You’ve heard it all before: “Millennials are different than the current workforce.” “No, they’re the same.” “Millennials are the scourge of the workforce.” “They’re just its newest members.” “Millennials are saving work as we know it.” “They are totally screwing up the way the world approaches work.”
Your opinion of millennials notwithstanding, they are a rapidly growing part of our workforce and by 2020, they’ll be the majority stakeholders. At my company all of my employees are millennials, so I’ve had to build a strategy in how I retain and manage them. Get used to their idiosyncrasies, their demands, their unique working styles and the changes they bring to a stagnant workforce.
You can say you don’t care, but the only person it hurts is you. Things they are changing and you can increase productivity and efficiency if you simply listen to what these young people are trying to tell you. Attract and retain millennials using these tips:
Find Your Path
Money is nice, benefits are beneficial, but purpose is forever. If your company hasn’t found its purpose and wants to hire millennials, you may as well consider them to be temps. Jobs don’t have to be glamorous if they have meaning behind them. In fact, if your employment brand team, human resources practitioners or hiring managers can find a way to connect meaning to each job within your company and align it with your company’s broader purpose, you win. Purpose motivates millennials even more than a fat paycheck. Show millennials purpose within a role by connecting them to a bigger picture. Show potential hires how a position contributes to the overall success and goals of the business. Take them through the duties step by step and illustrate how this particular role contributes to the next step in the process in order to reach the overarching goal.
Teach Your Children Well
It’s scary to invest in young people without knowing if they’ll stick around for the long haul but it’s worth it. Sixty percent of millennials feel that growth and learning opportunities are a top priority when selecting from different companies. And if you don’t train them, someone else will, and you’ll have invested time and energy into their career development without reaping any of the rewards. Show Gen Y where they can go in your company and give them the educational tools (which have never been cheaper by the way) to get there. For example, invest in employee recognition and feedback. There are a multitude of employee performance software tools available, and this valuable feedback will allow you to develop your employees within your company and their position. This feedback and recognition will boost career development and lead to career opportunities employees may have never thought were possible.
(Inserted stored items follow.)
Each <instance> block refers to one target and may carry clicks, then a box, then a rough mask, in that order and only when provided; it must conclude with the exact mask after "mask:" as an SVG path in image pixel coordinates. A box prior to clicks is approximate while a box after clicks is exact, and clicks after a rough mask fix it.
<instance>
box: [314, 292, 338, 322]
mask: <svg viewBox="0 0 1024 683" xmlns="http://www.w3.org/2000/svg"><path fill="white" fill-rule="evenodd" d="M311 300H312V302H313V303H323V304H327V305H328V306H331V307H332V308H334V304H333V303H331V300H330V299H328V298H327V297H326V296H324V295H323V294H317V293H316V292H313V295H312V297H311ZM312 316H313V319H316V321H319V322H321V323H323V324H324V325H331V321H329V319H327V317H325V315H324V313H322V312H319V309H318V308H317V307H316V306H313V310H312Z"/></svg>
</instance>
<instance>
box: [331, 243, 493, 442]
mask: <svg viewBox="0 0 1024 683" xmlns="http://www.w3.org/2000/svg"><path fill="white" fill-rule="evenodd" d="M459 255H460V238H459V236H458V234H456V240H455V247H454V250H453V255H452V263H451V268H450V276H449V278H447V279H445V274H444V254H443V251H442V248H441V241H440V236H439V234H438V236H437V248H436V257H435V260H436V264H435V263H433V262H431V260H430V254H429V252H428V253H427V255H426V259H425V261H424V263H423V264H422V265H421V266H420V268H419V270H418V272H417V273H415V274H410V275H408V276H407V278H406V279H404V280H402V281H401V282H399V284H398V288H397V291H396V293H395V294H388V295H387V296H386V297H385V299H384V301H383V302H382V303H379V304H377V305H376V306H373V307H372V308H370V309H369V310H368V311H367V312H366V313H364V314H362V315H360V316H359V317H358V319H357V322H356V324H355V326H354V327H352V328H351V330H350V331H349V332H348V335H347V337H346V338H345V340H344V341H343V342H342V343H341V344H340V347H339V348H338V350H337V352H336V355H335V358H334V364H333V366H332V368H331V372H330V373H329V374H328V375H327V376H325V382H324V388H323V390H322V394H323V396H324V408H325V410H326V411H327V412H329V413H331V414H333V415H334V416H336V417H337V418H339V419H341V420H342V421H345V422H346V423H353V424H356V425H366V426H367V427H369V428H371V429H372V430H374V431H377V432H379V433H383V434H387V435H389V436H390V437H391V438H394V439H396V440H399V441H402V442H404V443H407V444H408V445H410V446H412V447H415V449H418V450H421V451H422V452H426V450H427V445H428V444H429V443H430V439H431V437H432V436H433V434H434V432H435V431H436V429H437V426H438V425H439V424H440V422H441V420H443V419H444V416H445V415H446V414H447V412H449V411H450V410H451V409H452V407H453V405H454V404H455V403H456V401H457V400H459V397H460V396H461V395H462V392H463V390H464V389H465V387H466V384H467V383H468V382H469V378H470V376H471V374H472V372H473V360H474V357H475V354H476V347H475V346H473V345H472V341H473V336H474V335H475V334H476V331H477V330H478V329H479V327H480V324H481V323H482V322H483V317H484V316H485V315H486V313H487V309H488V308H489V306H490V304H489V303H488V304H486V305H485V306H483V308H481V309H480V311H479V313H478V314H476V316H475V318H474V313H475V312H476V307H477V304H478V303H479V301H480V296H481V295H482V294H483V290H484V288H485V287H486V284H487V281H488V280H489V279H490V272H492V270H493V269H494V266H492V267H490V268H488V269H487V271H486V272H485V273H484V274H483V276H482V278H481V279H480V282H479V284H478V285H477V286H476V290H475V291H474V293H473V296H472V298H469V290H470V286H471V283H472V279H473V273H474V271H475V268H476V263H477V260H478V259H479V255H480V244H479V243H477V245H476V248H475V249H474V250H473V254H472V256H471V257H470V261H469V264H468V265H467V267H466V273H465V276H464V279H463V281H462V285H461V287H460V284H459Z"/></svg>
Keep an Eye on Your Tigers
Millennials not only want feedback and coaching tips — they need them. Feel like your current annual performance appraisals are a pain? Try weekly face-to-face or email-focused feedback. While this may initially take some time for us older managers to get used to, it’s crucial to millennial growth and their engagement levels. Let’s be honest, there are quite a few issues in the workplace that could stand to be addressed more than just once a year. With the pace of technology and work faster than ever before, it’s natural that performance should keep pace. I always make sure to provide my employees with frequent, real-time feedback. Whether I stop by their desk to give some quick feedback or use our performance management tool, they’re always receiving the recognition and criticism they need.
Mold the Job to the Person
During your constant feedback sessions, ask your employees what they’d rather be doing. And listen. The perfect job for them may be right there in your organization. Listen to what they have to say and start giving them opportunities that they will feel excited about. Are they looking to dabble in other departments? Start by giving them small tasks in that department and track how well they do. You will be surprised at how well they can perform in other areas of the business.
Find Out What’s Going on
Millennials have blurred the line between work and life. It’s not work-life balance. It’s all one jumbled mess. On the plus side, you get someone who is dedicated and engaged around the clock (sort of) and you also can get to know your teammates a little better. Remember when you were young? What were your social goals, financial goals? What did you do for fun and what were your career aspirations? Now go ask your people.
You can resist the millennial force as long as you like, but it’s not going away. The above changes won’t just benefit millennials — they’re useful for all the generations in the workforce and may just make you a better manager.